Abstract

An improved three-regime (3R) O₃ attribution technique for O₃ source apportionment in regional chemical transport models is developed to divide the entire range of VOC-NO _x-O₃ formation sensitivity to VOC-limited, transition, and NO _x-limited regimes based on the value of a regime indicator R. The threshold R values to mark the start ( R_ts) and end ( R_te) of the transition regime are defined at the point where O₃-NO _x sensitivity turns from negative to positive and where O₃-NO _x sensitivity is ten times higher than O₃-VOC sensitivity, respectively. R_ts and R_te are determined using NO _x and VOC sensitivity simulations in a box model with a modified SAPRC-11 mechanism. For the widely used indicator ration R = ( P_H2O2 + P_ROOH)/ P_HNO3, which is based on the production rates of H₂O₂, HNO₃ and organic hydroperoxides (ROOH), the recommended R_ts and R_te values are 0.047 and 5.142, respectively.
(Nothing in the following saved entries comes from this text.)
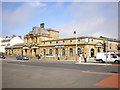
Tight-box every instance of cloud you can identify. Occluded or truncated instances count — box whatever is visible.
[55,2,118,39]
[1,0,119,2]
[2,2,47,36]
[56,17,118,39]
[29,2,47,7]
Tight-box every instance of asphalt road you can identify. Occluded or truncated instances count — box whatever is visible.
[2,59,120,88]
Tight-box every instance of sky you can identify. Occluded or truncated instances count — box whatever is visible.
[1,1,118,39]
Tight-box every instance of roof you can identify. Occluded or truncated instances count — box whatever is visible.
[41,36,105,42]
[99,36,120,43]
[28,27,49,35]
[1,38,11,42]
[47,29,59,32]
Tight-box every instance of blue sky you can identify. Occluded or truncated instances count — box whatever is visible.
[1,2,118,39]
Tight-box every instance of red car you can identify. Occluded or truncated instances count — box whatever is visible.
[0,55,5,59]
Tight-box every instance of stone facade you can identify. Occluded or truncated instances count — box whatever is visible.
[5,23,120,60]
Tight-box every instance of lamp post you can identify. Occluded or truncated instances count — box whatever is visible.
[106,39,108,65]
[74,30,78,62]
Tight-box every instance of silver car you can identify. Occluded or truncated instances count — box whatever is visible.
[16,56,29,60]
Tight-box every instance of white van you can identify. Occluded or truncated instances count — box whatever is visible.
[96,52,120,63]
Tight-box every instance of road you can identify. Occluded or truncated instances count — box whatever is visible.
[1,58,120,88]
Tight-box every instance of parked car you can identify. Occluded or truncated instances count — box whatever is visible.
[0,54,6,59]
[9,54,17,56]
[16,56,29,60]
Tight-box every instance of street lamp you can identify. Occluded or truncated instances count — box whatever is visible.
[106,39,108,65]
[74,30,78,62]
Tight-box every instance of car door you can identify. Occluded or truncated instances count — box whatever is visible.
[109,54,117,62]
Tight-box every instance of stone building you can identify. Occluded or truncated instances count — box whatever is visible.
[1,35,23,53]
[5,43,23,55]
[5,23,120,60]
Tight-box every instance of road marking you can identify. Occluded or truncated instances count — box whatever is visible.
[81,71,120,88]
[75,63,111,66]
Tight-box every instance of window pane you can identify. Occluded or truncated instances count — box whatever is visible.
[56,49,58,56]
[78,48,81,56]
[62,48,65,56]
[49,49,52,55]
[43,49,46,55]
[70,48,73,56]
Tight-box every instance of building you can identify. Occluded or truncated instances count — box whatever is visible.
[0,36,11,53]
[5,23,120,60]
[1,35,23,53]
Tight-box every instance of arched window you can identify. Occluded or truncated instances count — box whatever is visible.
[49,49,52,55]
[98,48,100,52]
[34,49,36,54]
[56,49,58,56]
[70,48,73,56]
[77,48,81,56]
[43,49,46,55]
[62,48,65,56]
[91,48,94,57]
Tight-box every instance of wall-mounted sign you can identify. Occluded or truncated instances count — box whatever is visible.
[10,48,14,50]
[55,46,64,48]
[96,43,103,46]
[23,47,29,49]
[31,46,39,49]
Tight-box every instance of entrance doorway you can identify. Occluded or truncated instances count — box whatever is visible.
[91,48,94,57]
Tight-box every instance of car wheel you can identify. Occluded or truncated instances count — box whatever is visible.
[114,60,119,64]
[99,59,104,63]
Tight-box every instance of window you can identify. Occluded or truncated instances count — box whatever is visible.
[43,49,46,55]
[78,40,80,42]
[70,40,72,42]
[62,48,65,56]
[70,48,73,56]
[34,49,36,55]
[36,37,37,42]
[98,47,100,52]
[56,41,58,44]
[49,49,52,55]
[111,54,117,58]
[77,48,81,56]
[63,40,65,43]
[91,48,94,57]
[110,44,112,49]
[50,42,52,44]
[25,49,27,53]
[56,49,58,56]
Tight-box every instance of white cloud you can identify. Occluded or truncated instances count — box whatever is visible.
[1,0,119,2]
[2,2,47,36]
[29,2,47,7]
[55,2,118,39]
[55,17,118,39]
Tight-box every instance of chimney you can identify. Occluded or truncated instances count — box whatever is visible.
[5,36,8,38]
[12,35,16,38]
[40,23,44,28]
[18,36,22,39]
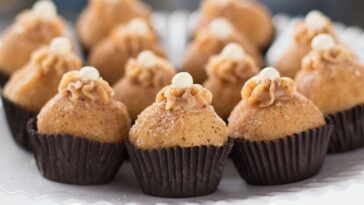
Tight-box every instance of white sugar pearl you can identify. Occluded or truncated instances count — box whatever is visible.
[221,43,246,61]
[208,18,233,39]
[304,10,328,31]
[259,67,280,81]
[137,50,156,68]
[172,72,193,89]
[79,66,100,81]
[32,0,57,19]
[126,18,150,35]
[49,37,71,55]
[311,34,335,51]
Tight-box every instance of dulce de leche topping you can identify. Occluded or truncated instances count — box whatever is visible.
[156,72,213,111]
[302,34,354,71]
[242,67,297,107]
[125,50,175,87]
[206,43,259,83]
[294,11,334,46]
[59,67,115,104]
[32,37,78,75]
[111,18,155,43]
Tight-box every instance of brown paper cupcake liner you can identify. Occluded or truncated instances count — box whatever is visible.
[328,104,364,153]
[126,139,234,198]
[0,71,9,87]
[230,118,333,185]
[27,118,126,185]
[1,94,36,151]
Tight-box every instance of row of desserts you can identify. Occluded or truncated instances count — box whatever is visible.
[0,0,363,198]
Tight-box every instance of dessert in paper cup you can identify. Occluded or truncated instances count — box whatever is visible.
[296,34,364,153]
[229,67,333,185]
[126,72,233,197]
[2,37,81,150]
[28,67,131,184]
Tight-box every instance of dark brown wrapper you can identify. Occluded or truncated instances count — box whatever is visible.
[27,118,126,185]
[328,104,364,153]
[126,139,234,198]
[1,94,36,151]
[0,71,9,87]
[231,118,333,185]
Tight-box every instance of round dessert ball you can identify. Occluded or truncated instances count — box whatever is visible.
[197,0,274,50]
[203,43,259,119]
[275,10,335,78]
[113,50,176,121]
[77,0,151,50]
[229,67,325,141]
[0,0,65,76]
[129,72,228,150]
[182,18,263,84]
[295,34,364,115]
[88,18,165,85]
[37,67,130,144]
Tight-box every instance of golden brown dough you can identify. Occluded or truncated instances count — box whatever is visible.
[182,18,263,84]
[0,1,65,75]
[77,0,151,50]
[113,50,176,120]
[37,67,131,144]
[129,72,228,150]
[197,0,274,50]
[88,18,165,85]
[228,67,325,141]
[3,37,82,113]
[275,11,335,78]
[295,34,364,114]
[203,43,259,119]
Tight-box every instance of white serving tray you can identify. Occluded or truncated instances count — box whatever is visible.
[1,13,364,205]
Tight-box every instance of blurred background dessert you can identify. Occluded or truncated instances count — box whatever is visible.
[0,0,363,28]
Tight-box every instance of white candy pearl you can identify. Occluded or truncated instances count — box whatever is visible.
[126,18,150,35]
[32,0,57,19]
[259,67,280,81]
[137,50,156,68]
[305,10,327,31]
[221,43,246,61]
[171,72,193,89]
[208,18,233,39]
[79,67,100,81]
[311,34,335,51]
[49,37,71,55]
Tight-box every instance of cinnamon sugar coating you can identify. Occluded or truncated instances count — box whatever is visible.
[113,55,176,120]
[197,0,274,49]
[295,45,364,114]
[129,81,227,150]
[0,11,65,75]
[77,0,151,49]
[203,53,259,119]
[182,24,263,83]
[3,47,81,113]
[37,70,131,144]
[276,21,335,78]
[228,72,324,141]
[88,22,165,84]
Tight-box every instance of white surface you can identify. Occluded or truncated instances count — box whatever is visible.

Parameterized attribution functions, depending only on the values of R, are developed to apportion modeled in situ O₃ formation in the transition regime to NO _x and VOCs. The new 3R and the traditional two-regime (2R) schemes are incorporated into the Community Multiscale Air Quality (CMAQ) model to quantify NO _x and VOC contributions to regional O₃ concentrations in China in August 2013. The 3R approach predicts approximately 5-10 ppb and up to 15 ppb higher NO _x contributions to 8 h O₃ in in the North China Plain, the Yangtze River Delta and the Pearl River Delta than the 2R approach. The big differences in O₃ attribution between 2R and 3R can have significant policy implications for air pollution emission controls.